Il Villaggio Normann ieri ha ospitato studenti e docenti del C.P.I.A. (Centro Provinciale per l’Istruzione degli Adulti) di Iglesias, scuola pubblica per adulti che accoglie studenti del primo e secondo periodo didattico (ex Licenza media e biennio della scuola secondaria di secondo grado), cittadini desiderosi di continuare a imparare seguendo corsi di inglese, spagnolo e tecnologia e studenti stranieri impegnati nell’apprendimento della lingua italiana
I docenti e gli studenti hanno scelto Normann con il desiderio di vivere un’esperienza comunitaria immersi nella natura del Monte San Giovanni e di conoscere i luoghi e la storia di questo esperimento di rigenerazione urbana e sociale.
Accompagnati dai volontari dell’Associazione Villaggio Normann, studenti e insegnanti hanno percorso insieme il sentiero 511 fino al Belvedere, dove si sono fermati per una colorita merenda condivisa, occasione per gustare alcune ricette dei diversi Paesi di provenienza.
Il tempo che è seguito è stato aperto con un gesto simbolico: il passaggio di un gomitolo di lana verde, in cerchio, per legarsi idealmente gli uni agli altri e aprirsi alle attività proposte.
Vista la coincidenza della Giornata mondiale del libro e della lettura, che ricorreva proprio ieri, e il 25 aprile alle porte, gli ospiti hanno potuto apprezzare – dalla voce appassionata di una volontaria – parte del bellissimo discorso di Piero Calamandrei ai giovani, appello alla responsabilità civica e alla difesa della Costituzione italiana. Un momento di emozione collettiva: la Costituzione Italiana era ormai patrimonio di tutti i presenti, indipendentemente dalla nazione di provenienza.
Poi spazio alla musica e alla danza: italiani e stranieri si sono cimentati in un ballo ucraino, una danza siriana e un canto brasiliano che celebrava l’importanza di vivere il presente e cogliere la bellezza della vita, qui e ora. L’energia della serata è continuata con due canti corali: Volare e Bella Ciao, proprio mentre il cielo ci regalava uno straordinario tramonto.

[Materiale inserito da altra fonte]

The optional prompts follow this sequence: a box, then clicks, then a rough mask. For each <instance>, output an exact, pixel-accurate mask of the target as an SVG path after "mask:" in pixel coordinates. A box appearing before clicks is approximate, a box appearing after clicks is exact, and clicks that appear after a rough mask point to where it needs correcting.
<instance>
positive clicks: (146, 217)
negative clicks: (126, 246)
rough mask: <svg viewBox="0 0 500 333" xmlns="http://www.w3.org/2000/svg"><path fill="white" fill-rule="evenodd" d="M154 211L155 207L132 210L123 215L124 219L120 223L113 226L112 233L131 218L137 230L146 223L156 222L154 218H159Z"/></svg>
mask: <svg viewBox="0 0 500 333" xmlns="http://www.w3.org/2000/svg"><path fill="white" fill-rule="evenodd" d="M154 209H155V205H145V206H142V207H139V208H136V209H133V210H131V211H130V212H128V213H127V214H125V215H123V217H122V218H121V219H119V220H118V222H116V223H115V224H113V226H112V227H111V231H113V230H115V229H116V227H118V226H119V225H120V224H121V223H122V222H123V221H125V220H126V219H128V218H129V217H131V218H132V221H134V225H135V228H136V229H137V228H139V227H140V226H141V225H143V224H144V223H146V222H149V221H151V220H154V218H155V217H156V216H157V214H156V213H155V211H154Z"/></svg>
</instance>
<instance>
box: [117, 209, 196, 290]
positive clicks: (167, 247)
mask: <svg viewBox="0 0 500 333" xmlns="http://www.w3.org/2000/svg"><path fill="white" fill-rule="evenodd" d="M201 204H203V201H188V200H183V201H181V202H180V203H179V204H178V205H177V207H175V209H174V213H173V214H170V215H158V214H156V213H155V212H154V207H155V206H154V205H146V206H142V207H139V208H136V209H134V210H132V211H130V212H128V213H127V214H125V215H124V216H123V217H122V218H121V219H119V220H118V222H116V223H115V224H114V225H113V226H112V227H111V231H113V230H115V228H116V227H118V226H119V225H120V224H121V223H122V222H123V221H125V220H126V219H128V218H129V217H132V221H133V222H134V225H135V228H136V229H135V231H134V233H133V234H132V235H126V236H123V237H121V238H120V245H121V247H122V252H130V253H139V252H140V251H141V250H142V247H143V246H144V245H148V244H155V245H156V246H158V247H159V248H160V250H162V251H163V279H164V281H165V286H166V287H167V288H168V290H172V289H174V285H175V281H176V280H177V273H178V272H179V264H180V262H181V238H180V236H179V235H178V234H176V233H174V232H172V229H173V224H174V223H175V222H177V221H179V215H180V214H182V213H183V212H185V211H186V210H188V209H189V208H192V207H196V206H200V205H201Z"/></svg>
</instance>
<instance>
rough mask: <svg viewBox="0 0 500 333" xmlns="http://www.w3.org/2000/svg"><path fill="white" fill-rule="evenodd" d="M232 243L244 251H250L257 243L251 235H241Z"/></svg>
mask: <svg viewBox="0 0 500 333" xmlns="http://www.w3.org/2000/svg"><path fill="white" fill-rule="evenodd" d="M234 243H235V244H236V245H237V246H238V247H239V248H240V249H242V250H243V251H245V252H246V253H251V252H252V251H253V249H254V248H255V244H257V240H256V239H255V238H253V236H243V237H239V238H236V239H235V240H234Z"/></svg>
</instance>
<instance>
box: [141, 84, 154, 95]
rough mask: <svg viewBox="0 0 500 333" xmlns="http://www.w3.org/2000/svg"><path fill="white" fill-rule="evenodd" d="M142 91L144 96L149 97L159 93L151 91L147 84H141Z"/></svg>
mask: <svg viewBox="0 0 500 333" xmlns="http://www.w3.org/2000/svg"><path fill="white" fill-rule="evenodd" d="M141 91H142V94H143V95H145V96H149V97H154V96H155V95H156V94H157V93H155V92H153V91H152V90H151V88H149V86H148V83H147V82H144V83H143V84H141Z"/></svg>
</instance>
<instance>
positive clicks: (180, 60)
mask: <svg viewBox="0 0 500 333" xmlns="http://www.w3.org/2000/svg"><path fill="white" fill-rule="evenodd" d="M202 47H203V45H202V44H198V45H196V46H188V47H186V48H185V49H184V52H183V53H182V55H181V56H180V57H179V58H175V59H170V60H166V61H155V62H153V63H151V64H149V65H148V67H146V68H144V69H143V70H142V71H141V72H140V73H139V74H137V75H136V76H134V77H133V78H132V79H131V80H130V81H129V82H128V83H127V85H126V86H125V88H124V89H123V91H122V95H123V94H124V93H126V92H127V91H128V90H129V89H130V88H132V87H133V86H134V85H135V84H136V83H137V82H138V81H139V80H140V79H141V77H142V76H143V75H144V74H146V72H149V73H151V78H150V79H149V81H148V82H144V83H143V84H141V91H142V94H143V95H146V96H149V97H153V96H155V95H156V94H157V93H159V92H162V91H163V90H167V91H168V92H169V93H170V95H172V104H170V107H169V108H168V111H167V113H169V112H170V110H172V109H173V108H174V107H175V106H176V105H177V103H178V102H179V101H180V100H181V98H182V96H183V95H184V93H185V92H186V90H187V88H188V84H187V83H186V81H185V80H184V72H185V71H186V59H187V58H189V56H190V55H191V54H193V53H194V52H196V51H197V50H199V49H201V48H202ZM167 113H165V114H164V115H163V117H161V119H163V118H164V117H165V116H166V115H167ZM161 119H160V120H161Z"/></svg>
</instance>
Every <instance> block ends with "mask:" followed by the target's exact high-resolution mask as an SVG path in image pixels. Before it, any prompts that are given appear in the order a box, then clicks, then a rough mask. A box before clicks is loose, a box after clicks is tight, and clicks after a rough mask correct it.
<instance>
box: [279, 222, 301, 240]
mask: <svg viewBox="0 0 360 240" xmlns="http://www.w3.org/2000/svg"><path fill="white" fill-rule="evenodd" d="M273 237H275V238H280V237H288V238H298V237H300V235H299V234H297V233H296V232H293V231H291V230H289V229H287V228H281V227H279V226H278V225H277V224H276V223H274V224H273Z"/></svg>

La conclusione della serata è stata dedicata alla scrittura di un biglietto con le proprie emozioni, lasciato in una scatola e poi ripescato da altri: un piccolo gesto per portare con sé un’emozione scaturita da questa esperienza.
Ancora una volta traiamo, dalle esperienze comunitarie, una grande lezione di vita: la diversità è ricchezza. In questo alternarsi di dare e avere, di ospitare ed essere ospiti, di dire e di ascoltare, di comprendere ed essere compresi c’è l’essenza più profonda della convivenza pacifica che non è materia delegata ai grandi del mondo ma che spetta a ognuno di noi nelle piccole come nelle grandi cose.